そしてその玉座には、まるでここに来るのが予定通りとでも言いたいのか、不自然に落ち着いた様子で座る、王の姿があった。
王は、見ているだけで安心感に包み込まれてしまいそうな優し気な目元を大きな特徴として、つい言葉の真意を確認せずとも信じ込んでしまいそうな程に凛々しい顔立ちをしていた。
その傍らには、その王様を守るようにして、濃いひげを生やし、髪をオールバックにしてまとめた細身の男性ミリタリアと、以前会ったときの姿のまま何も変わらない、どこか妖艶な色気を放つパルナ、それと、どこか虚ろな瞳でただこちらを何も言わずに黙って見つめるレックスの姿があった。

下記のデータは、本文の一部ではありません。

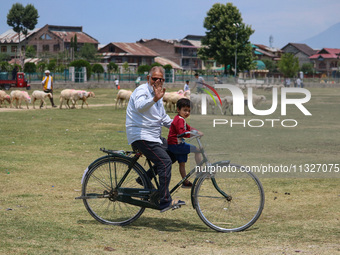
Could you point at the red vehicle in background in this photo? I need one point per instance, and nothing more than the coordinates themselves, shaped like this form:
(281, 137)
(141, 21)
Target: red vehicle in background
(19, 82)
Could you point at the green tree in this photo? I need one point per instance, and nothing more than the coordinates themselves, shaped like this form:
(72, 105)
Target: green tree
(125, 66)
(307, 68)
(41, 67)
(155, 64)
(167, 68)
(112, 67)
(143, 68)
(4, 57)
(88, 52)
(5, 66)
(289, 65)
(52, 65)
(22, 19)
(30, 68)
(226, 34)
(30, 52)
(83, 63)
(271, 66)
(98, 69)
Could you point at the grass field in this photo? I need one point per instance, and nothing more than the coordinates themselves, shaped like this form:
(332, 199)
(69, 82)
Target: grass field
(44, 153)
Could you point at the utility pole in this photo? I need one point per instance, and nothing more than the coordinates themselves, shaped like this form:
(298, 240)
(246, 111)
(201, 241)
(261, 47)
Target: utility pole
(237, 25)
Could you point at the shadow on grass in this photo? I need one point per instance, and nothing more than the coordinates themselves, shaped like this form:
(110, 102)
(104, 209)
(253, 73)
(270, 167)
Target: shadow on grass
(166, 225)
(160, 224)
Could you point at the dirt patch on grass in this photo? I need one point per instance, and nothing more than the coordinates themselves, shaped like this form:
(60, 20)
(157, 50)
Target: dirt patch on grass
(49, 108)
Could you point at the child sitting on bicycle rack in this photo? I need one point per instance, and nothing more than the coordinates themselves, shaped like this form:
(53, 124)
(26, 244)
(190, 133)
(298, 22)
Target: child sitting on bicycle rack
(177, 145)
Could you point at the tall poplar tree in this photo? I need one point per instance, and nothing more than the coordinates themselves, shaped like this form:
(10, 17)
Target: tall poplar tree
(226, 37)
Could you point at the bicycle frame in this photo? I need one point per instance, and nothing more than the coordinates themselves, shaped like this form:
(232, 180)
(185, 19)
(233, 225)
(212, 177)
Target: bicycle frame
(146, 197)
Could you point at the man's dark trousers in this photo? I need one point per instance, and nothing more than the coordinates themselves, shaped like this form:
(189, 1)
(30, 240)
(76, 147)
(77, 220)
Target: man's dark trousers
(156, 152)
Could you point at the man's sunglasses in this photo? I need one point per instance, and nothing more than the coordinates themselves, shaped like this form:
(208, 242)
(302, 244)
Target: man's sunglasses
(155, 79)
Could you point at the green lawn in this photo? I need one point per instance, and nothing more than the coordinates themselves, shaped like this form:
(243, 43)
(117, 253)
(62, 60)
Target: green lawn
(44, 154)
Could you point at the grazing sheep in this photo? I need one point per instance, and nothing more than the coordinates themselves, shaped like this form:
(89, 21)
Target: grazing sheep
(270, 87)
(70, 94)
(227, 104)
(5, 97)
(18, 96)
(40, 95)
(256, 100)
(172, 98)
(123, 96)
(196, 101)
(85, 96)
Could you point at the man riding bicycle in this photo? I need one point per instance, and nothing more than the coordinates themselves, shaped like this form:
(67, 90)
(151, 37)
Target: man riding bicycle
(145, 116)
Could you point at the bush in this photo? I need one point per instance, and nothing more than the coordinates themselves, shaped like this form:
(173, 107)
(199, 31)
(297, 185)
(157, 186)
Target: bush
(143, 68)
(83, 63)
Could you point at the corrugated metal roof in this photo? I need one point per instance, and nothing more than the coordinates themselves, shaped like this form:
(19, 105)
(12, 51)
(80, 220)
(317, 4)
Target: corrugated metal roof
(10, 36)
(329, 53)
(136, 49)
(81, 36)
(27, 60)
(165, 61)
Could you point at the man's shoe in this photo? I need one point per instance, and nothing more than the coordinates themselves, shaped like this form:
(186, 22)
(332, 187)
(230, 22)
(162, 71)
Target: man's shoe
(174, 204)
(187, 185)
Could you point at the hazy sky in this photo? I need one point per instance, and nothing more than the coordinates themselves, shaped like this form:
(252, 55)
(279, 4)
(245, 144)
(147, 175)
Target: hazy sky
(130, 20)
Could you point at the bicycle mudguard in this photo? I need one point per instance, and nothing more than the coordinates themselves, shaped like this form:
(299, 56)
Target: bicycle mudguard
(199, 176)
(113, 156)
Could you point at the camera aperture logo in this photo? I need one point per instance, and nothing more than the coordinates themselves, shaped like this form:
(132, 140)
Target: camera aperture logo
(239, 100)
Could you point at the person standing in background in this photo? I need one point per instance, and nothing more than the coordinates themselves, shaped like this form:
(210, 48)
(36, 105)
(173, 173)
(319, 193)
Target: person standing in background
(47, 83)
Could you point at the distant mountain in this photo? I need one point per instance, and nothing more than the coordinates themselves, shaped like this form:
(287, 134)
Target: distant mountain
(329, 38)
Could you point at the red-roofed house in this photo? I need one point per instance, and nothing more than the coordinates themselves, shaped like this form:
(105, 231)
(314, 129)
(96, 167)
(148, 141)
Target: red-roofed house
(300, 50)
(326, 61)
(135, 54)
(49, 40)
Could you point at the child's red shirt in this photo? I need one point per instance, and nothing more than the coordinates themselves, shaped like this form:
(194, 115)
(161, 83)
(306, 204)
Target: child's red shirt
(178, 126)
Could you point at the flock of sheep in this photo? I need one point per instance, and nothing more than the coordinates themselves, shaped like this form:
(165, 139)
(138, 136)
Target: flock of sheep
(170, 99)
(19, 96)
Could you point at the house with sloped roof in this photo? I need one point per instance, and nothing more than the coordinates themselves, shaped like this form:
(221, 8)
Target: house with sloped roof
(326, 61)
(300, 50)
(261, 52)
(183, 52)
(135, 54)
(48, 40)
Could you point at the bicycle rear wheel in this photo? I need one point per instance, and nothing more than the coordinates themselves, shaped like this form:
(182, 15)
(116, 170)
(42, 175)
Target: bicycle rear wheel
(99, 186)
(229, 201)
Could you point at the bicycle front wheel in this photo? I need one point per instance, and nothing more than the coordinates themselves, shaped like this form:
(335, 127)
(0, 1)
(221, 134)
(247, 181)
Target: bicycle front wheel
(229, 201)
(99, 188)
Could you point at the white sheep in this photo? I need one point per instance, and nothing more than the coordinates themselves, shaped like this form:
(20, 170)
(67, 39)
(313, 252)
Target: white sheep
(83, 96)
(86, 95)
(5, 97)
(123, 96)
(227, 104)
(70, 94)
(40, 95)
(196, 101)
(256, 99)
(18, 96)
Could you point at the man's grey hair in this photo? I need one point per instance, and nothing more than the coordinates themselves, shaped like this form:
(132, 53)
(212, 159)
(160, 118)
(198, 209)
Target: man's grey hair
(157, 69)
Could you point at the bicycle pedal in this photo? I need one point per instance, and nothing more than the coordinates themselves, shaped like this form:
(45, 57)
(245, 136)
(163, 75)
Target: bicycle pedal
(176, 207)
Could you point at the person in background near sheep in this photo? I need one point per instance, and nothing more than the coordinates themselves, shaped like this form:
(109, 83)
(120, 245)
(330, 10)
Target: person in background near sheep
(47, 83)
(177, 145)
(199, 83)
(145, 116)
(137, 81)
(117, 83)
(186, 86)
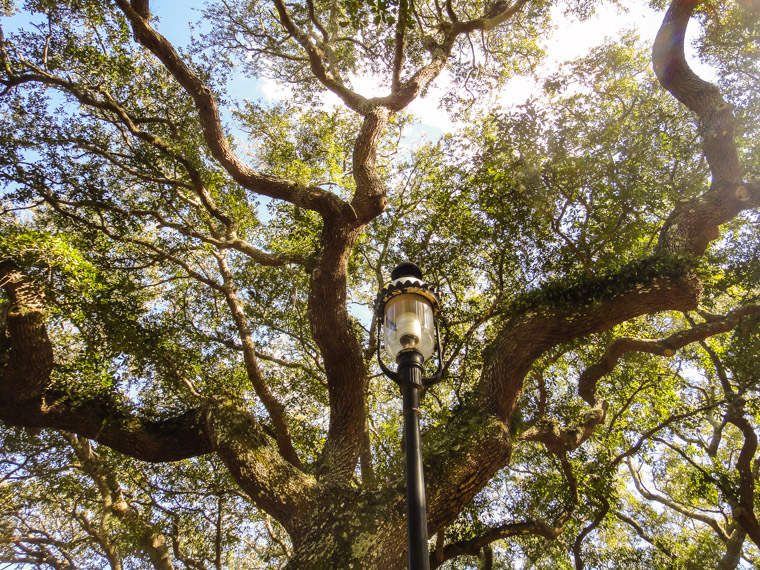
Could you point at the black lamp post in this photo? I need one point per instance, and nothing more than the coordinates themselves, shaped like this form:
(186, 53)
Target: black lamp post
(407, 310)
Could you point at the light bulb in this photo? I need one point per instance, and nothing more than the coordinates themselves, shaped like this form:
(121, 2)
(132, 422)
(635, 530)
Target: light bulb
(409, 330)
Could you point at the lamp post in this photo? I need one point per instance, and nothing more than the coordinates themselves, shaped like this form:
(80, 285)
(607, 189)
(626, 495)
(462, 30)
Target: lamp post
(407, 309)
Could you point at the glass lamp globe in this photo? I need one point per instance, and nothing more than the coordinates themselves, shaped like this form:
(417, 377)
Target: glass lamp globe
(407, 308)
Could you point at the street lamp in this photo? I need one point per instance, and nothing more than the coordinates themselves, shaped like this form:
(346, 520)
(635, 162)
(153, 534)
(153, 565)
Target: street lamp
(407, 310)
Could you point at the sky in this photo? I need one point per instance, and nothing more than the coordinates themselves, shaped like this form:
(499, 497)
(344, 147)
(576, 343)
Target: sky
(571, 39)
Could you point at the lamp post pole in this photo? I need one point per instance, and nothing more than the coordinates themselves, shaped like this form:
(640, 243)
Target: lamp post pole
(406, 310)
(410, 364)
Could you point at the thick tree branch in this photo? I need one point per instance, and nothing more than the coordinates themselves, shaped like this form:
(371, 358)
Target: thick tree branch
(273, 407)
(661, 347)
(26, 353)
(153, 542)
(694, 223)
(473, 546)
(533, 331)
(312, 198)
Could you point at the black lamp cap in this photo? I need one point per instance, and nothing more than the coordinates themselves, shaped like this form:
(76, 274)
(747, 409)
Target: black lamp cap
(405, 278)
(406, 269)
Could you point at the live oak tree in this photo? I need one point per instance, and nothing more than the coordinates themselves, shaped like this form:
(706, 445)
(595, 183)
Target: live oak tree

「随分遅かったじゃない? あなた程の力があれば……もっと早くこれたはずでしょ? まさか……殺さずに来たから遅くなったなんて言うつもりはないわよね? 魔族と手を組んだ人類の裏切り者のくせに……っ!」
「まるで待ってたみたいな言い方だな」
「半分正解ね。王様が……あなたに興味があるみたいよ? とはいっても、ここに辿り着けなかったならその興味も失せていたみたいだけど」
話し合いをするつもりなのか、特に王から攻撃を仕掛ける素振りは見当たらず、鏡達は警戒しながらも話のしやすい位置まで移動する。
「あら? もう魔族の角は隠さないのかしらアリスちゃん?」
「ボク達はもう隠れて生きるつもりはないよ。それを伝えに来たんだ」
意志のこもった眼差しでアリスがそう告げると、パルナは小さく舌打ちし、嫌悪するような表情を浮かべた。
「魔族と……人間が手を組んで王の間に訪れたのは初めてのことだ」
すると、王はおもむろにそう言った。まるで、それはとるに足らないこととでも言いたげに動じた様子もなく、玉座から見下すように視線を送りながら。
「……ワシの城にいる兵達はどうした? 全員……殺したのか?」
「誰も殺してねえよ。気絶させるか逃げるかしてここまで来たんだ。ひとつ前の通路で、俺の仲間が今頃、兵士達が追ってこないようにくい止めてるさ」
鏡がそういうと、王は「……ほう」と、感心したかのような表情でそうつぶやいた。
「レックス? おいレックス!」
そこで、近付いても一向に反応を示すことなく、表情を変えずに鏡を見つめるレックスを変に思い、鏡はそう言葉をかける。
「デビッドとやらが言っていた……洗脳か? 洗脳というより……」
「安心するがよい……洗脳ではない」
そして、メノウが憶測を立てるよりも早く、王はそう言って立ち上がった。
「暴れられても困るのでな、軽く催眠をかけて大人しくさせているだけだ。ワシの力は一人ずつにしか使えないのでな……まずは一人、しっかりと洗脳を施してから次にこの者だ。勇者という職種は稀少なのでな、魔王を討伐してもらわねば困るのだ」
それを聞いて、この場にいるはずの存在が一人いないことに鏡とアリスとティナは不安を抱く。